La prima riguarda l'impatto che questa nuova asta avrà sui telespettatori: se BT e Sky hanno investito così tanto denaro sulla Premier è verosimile che possano pensare ad incrementi nei costi degli abbonamenti televisivi, perché difficilmente il differenziale lasciato sul tavolo potrà essere coperto dai passaggi pubblicitari. Anche se parliamo di una Premier League che sta annualmente dimostrando la sua forza pubblicitaria.

La seconda considerazione proviene direttamente dall'Associazione dei Supporter inglese, che ha provocatoriamente fatto due conti in tasca alle squadre, osservando come con solo il 3% dell'incremento sarebbe possibile riportare i costi della biglietteria - specialmente per le trasferte - a dei prezzi più normali (parlavano di £20). Questa del costo dei biglietti è una battaglia che si è fatta particolarmente sentire nell'arco del 2014, in quanto buona parte delle squadre - nonostante per il secondo anno già beneficino di un importante incremento di fatturato derivante dai diritti televisivi - continuano ad usare la leva del prezzo per aumentare i ricavi da stadio.

La terza, ancora più autorevole, proviene dal Ministro dello Sport che ha auspicato che questi ricavi addizionali non diventino solo fonte di ricchezza per i calciatori, ma vengano invece investiti in infrastrutture per i settori giovanili e per lo sport di base. Pensate anche alle vostre "Comunità" è il messaggio lanciato.

Tutto in tasca ai calciatori? Non proprio

In realtà gli inglesi si sono mossi già dalla scorsa tornata (quindi il triennio in corso) per evitare che l'incremento dei diritti televisivi, come era sempre successo in precedenza, andasse dritto nelle tasche di calciatori ed agenti.

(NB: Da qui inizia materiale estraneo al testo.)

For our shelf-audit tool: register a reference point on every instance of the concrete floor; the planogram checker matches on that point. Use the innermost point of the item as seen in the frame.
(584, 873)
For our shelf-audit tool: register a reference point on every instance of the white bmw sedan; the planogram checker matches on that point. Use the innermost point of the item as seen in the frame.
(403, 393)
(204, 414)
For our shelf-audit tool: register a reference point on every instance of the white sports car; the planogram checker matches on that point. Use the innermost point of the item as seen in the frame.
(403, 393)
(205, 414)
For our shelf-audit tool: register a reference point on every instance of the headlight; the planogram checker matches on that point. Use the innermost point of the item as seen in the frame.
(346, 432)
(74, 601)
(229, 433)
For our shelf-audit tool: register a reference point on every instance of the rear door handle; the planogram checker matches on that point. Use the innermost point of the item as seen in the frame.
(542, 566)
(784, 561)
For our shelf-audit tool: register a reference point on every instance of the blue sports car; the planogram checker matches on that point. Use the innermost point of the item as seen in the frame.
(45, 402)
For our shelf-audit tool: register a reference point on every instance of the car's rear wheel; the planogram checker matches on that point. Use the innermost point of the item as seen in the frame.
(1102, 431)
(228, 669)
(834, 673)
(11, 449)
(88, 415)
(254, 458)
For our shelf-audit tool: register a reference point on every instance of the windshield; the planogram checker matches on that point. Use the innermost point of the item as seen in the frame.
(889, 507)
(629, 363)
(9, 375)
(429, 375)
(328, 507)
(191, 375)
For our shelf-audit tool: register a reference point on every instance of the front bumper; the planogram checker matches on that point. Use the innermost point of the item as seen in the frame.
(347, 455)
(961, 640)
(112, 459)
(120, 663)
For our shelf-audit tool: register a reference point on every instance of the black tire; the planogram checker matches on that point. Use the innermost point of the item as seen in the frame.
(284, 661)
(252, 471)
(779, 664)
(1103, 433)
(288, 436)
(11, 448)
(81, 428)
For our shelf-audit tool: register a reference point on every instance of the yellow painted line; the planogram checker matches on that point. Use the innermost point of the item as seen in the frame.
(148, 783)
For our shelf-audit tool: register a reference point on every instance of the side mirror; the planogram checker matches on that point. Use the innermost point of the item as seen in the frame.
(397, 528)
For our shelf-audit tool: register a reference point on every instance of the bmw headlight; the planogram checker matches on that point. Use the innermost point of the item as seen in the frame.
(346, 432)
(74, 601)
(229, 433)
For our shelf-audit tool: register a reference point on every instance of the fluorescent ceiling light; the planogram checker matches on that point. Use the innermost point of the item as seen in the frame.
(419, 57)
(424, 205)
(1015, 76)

Nell'aprile 2013 la Premier League ha votato un sistema di controllo finanziario che, senza introdurre un salary cap ha comunque previsto che l'incremento del costo delle rose fosse sottoposto a dei vincoli.

Dopo aver identificato una "soglia esente" al di sotto della quale le squadre sono libere di muoversi (rispettivamente di £56 mln per il 2014/15 e di £ 60 mln per il 2015/16) ha previsto che, in caso di superamento della stessa, solamente una quota dell'eccedenza potesse essere finanziata attingendo ai diritti televisivi addizionali.

Il bonus che può essere speso è di £ 8 mln nella stagione in corso e di £ 12 mln nella prossima. Se il Club supera questa ulteriore soglia deve dimostrare di aver reperito i fondi da incrementi di altre voci di ricavo, in particolare quelle derivanti dallo stadio e dall'area commerciale (sponsor e merchandising). Le informazioni che devono essere fornite non riguardano solamente la stagione in esame, ma anche quelle successive.

Questa soluzione non è la panacea di tutti i mali. Così come non sfuggirà che stiamo parlando di una soglia "protetta" di costi delle rose elevata, perché nel 2015/16 raggiungerà £72 milioni (60+12), che sono circa 97 milioni di euro.

Però è un deterrente allo "sperperare" le risorse addizionali che sono state ottenute, a tutto vantaggio di una maggiore solidità economica e finanziaria del settore.